Standard activation steering works like a blunt instrument: you need binary contrast pairs (sycophantic vs. non-sycophantic) and hope the feature subspace isn't tangled with other behaviors. That approach fails when the model uses multiple overlapping features to produce the same output.
This paper from the cascading-feats team (arXiv:2606.26155) introduces an iterative data generation pipeline that isolates cascading linear features - samples that exhibit degrees of a behavior, not just binary presence or absence. By collecting model activations across several intensity levels, the authors show that sycophancy - the tendency to prioritize user validation over truth - forms a linearly separable subspace that can be detected, scored, and steered with surgical precision.

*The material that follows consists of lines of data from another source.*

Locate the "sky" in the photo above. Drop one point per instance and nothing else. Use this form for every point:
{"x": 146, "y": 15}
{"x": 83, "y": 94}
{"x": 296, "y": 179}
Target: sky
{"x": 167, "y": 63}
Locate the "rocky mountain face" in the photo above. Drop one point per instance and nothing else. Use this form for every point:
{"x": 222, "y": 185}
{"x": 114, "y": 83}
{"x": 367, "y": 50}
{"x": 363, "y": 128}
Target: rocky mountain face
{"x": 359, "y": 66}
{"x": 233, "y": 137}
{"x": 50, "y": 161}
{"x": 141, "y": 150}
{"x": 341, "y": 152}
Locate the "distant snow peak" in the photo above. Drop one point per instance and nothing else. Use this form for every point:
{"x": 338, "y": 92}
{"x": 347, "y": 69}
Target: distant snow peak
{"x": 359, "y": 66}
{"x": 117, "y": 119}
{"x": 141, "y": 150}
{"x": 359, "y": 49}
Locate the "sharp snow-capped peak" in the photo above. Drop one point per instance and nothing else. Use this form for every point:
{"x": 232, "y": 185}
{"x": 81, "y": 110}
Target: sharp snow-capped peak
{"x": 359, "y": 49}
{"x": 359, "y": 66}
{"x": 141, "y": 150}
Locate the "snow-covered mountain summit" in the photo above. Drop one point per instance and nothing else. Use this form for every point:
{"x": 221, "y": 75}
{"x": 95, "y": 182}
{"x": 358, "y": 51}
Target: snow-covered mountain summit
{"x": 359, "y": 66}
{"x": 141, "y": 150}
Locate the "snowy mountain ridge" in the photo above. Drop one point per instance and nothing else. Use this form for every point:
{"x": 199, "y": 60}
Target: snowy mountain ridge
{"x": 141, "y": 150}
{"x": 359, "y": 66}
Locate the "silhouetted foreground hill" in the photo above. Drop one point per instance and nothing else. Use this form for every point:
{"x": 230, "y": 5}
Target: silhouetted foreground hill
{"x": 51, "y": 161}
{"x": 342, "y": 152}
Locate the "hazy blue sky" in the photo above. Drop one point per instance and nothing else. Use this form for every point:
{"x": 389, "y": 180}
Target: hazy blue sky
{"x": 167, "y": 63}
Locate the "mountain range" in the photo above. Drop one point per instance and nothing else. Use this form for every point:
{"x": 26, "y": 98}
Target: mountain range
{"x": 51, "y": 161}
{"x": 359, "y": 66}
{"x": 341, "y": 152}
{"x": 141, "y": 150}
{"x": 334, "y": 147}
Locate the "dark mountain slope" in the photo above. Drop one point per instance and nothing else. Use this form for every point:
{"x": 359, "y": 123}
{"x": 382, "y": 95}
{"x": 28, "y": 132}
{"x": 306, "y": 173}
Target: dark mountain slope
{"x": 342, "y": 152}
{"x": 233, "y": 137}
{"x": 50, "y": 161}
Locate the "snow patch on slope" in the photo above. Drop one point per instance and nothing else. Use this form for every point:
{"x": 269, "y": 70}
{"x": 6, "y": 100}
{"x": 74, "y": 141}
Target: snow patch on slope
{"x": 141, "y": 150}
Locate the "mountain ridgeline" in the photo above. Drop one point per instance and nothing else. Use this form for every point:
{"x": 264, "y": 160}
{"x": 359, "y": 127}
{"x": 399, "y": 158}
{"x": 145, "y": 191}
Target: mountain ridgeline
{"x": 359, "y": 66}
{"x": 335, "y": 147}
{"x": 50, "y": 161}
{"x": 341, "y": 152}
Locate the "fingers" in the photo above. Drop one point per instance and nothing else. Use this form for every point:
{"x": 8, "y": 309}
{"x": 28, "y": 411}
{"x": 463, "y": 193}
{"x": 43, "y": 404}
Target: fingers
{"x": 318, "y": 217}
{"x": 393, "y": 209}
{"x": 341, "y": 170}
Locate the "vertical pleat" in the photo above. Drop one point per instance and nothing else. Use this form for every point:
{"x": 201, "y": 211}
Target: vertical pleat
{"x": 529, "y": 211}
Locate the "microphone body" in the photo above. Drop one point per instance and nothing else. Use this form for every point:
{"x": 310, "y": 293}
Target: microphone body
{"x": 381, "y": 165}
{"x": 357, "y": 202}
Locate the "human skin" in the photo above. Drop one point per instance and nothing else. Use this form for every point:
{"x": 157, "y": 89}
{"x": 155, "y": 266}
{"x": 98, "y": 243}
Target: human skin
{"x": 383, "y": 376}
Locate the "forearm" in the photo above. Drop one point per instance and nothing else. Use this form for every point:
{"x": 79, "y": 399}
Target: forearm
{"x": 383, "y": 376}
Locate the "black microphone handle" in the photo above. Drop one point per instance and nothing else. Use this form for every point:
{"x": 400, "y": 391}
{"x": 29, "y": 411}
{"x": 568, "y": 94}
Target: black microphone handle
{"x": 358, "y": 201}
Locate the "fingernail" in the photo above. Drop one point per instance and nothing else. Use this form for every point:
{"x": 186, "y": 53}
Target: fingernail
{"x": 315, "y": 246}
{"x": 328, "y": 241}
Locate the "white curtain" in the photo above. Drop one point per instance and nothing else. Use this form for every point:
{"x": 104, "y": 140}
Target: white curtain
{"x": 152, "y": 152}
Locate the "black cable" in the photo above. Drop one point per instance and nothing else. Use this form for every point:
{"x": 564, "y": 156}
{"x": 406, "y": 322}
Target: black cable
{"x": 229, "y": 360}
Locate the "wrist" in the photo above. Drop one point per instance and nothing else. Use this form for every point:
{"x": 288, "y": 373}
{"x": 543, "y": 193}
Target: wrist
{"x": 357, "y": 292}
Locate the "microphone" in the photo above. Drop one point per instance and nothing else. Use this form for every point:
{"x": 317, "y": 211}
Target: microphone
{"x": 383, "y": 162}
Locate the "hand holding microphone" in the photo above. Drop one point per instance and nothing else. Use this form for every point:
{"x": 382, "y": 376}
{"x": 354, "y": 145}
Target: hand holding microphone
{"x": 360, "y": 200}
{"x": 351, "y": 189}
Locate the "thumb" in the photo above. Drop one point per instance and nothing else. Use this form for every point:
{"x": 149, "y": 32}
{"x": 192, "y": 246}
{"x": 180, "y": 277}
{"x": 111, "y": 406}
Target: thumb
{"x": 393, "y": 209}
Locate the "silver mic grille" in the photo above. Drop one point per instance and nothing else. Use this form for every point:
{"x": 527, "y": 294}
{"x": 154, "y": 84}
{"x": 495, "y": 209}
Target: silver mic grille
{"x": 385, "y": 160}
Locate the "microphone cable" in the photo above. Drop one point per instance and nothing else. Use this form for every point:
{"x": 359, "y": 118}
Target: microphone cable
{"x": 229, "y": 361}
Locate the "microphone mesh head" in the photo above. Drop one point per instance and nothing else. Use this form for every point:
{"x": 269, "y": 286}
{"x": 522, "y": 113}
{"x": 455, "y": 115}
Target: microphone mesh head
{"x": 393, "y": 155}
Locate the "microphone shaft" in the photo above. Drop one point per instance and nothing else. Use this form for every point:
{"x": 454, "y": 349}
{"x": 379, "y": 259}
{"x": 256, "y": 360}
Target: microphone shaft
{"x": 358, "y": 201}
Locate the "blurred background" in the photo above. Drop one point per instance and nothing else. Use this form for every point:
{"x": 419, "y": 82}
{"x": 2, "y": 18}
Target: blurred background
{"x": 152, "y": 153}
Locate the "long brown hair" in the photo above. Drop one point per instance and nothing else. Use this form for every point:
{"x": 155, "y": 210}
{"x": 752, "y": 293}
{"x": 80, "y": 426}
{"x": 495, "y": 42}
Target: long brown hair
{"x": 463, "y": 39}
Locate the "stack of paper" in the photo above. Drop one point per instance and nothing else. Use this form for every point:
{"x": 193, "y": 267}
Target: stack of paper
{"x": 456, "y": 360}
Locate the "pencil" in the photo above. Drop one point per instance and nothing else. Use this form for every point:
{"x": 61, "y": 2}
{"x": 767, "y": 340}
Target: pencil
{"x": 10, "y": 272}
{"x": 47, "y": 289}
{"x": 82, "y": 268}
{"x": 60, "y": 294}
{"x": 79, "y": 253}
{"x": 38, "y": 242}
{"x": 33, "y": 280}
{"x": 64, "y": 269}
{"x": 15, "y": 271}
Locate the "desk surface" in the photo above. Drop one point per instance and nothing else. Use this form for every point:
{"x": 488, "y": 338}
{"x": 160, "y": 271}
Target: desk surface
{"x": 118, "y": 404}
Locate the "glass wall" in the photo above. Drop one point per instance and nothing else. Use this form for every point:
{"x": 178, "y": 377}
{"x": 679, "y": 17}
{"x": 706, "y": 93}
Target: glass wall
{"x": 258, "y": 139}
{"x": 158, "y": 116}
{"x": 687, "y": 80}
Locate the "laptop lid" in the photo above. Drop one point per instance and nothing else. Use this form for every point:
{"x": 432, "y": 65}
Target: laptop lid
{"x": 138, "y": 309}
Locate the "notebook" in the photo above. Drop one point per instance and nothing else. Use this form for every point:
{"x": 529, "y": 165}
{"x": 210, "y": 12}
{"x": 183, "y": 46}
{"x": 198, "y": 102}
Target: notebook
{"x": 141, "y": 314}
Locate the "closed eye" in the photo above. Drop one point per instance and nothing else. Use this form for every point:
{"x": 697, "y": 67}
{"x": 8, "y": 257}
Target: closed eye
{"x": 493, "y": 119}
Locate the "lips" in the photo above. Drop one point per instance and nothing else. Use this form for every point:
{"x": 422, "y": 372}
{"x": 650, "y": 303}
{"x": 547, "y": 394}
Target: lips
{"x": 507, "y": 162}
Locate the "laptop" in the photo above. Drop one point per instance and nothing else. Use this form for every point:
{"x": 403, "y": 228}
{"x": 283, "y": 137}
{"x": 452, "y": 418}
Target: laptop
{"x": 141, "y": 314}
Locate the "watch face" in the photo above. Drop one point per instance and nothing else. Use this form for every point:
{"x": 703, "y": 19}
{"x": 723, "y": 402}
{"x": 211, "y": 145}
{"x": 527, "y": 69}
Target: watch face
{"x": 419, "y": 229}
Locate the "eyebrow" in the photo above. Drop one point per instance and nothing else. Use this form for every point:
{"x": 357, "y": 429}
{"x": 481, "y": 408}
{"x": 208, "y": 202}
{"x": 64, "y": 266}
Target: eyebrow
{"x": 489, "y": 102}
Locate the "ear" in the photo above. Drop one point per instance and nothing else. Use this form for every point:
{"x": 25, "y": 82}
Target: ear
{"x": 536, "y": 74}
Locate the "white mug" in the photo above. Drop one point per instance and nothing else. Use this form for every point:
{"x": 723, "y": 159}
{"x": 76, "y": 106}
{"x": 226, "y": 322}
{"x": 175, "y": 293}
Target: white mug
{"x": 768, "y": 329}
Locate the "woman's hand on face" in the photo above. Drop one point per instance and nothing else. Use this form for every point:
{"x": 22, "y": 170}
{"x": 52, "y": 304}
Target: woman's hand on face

How Cascading Samples Untangle Sycophancy from Noise
Standard contrastive pairs cannot distinguish between “model flatters user because it’s sycophantic” and “model flatters user because it happens to agree.” The cascading pipeline starts with a neutral prompt, then iteratively adds increasing pressure toward agreement, generating a spectrum of responses. Activations at each level are collected; linear probes trained on the full spectrum produce features that scale monotonically with the behavior.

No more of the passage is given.